Analyze sales data to showcase the performance and sales trends over past years.
The objective of this analysis is to evaluate the overall sales performance over a period of four years (2015-2018), with an understanding of how shipping methods, categories, and different sectors affect revenue. The analysis also aims to identify opportunities for process improvement, enhance customer targeting, and boost sales.
Sales data was collected and analyzed using power bi to create comprehensive dashboards. The analysis included studying annual sales growth, order volume, and average order value (AOV). The data was segmented by shipping methods, categories, and geographic regions, with charts and tables used to highlight trends and draw conclusions.
The analysis showed a significant increase in sales by 46.9% from 2015 to 2018, with orders rising by 50.9%. The consumer sector was the largest contributor to revenue, amounting to $1.15 million, while the "Standard Class" shipping method was the most commonly used at 59.83%. The technology category achieved the highest sales, totaling $121,000, and the overall customer growth during the analysis period was 1.4%.
sep 2024.
Analyze store performance by reviewing sales trends, products performance, and analyzing distribution.
The objective of the project was to provide a comprehensive analysis of sales performance by reviewing monthly trends, identifying the best-selling products, and analyzing the distribution of sales across geographic regions, with the aim of supporting decision-making processes and improving marketing performance.
Data was collected and processed using Excel, where interactive dashboards were designed to display key performance indicators, such as total sales, completed and rejected orders, and average sales. Graphs were used to analyze monthly trends, sales distribution by states, and to identify the top ten best-selling products.
The analysis revealed that total sales amounted to $6.7 million through 1,445 completed orders, with the best-selling product being the "Trek Slash 8 Z7.5 - 2016" with total sales of $544.3K. In terms of geographic distribution, New York achieved the highest sales with $4.7 million, followed by California with $1.3 million. Monthly sales showed clear fluctuations throughout the year.
aug 2024.
Analyze bike store performance to train on data analysis using Excel.
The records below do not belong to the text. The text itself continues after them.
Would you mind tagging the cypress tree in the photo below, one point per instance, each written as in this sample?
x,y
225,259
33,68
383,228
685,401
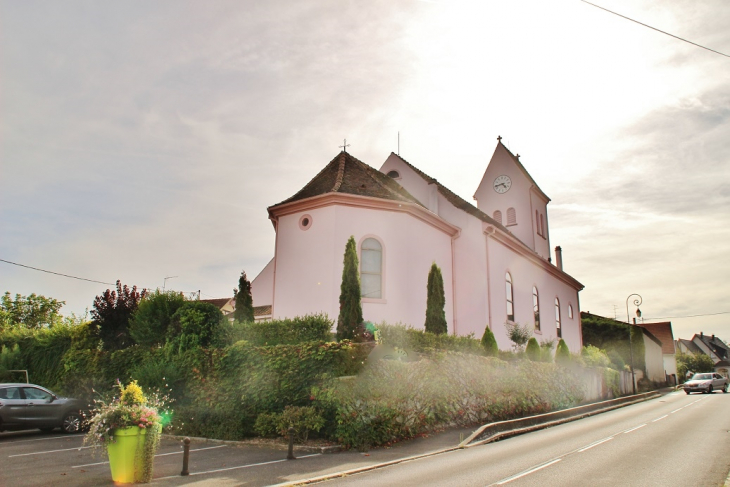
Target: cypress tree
x,y
489,343
533,349
350,308
244,301
562,354
435,302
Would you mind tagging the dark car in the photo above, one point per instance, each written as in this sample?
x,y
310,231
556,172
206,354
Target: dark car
x,y
706,383
28,406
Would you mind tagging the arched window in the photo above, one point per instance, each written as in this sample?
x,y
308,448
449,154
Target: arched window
x,y
371,269
511,216
536,307
510,298
498,216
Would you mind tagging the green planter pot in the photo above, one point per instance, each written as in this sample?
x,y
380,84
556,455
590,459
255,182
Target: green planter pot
x,y
126,455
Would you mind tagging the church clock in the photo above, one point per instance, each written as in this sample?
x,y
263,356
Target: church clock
x,y
502,184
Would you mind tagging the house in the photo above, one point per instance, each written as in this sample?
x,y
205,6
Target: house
x,y
712,346
495,257
663,332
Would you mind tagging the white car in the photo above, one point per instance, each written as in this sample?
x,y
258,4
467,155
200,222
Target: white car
x,y
706,383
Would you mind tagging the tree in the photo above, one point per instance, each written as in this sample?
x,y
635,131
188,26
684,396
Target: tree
x,y
150,322
350,307
562,353
435,302
489,343
533,349
111,314
244,301
32,311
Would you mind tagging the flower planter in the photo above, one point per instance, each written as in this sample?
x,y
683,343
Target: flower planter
x,y
126,455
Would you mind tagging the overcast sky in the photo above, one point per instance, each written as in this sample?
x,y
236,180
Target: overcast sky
x,y
141,140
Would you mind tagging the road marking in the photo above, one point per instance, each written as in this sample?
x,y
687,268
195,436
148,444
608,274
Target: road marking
x,y
634,428
158,455
528,472
595,444
235,468
49,451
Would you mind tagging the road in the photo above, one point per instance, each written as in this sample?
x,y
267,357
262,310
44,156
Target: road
x,y
675,440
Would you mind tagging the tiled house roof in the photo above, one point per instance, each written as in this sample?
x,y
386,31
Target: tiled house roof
x,y
346,174
663,331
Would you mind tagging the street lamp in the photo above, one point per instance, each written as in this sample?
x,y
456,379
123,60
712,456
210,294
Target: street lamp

The objective of this project was to train on data analysis using Excel and employ various techniques and tactics for handling data, as well as to understand formulas and visualizations.
I downloaded the data from databases using SQL, then transformed it into Power Query for cleaning. Afterward, I analyzed the data using Pivot Tables, created dashboards, and worked with charts.
I learned many things, such as working with databases and understanding SQL language, performing analysis in Excel, using pivot tables, and other techniques. I also gained a deeper understanding of the data analysis mindset and strived to continuously improve myself.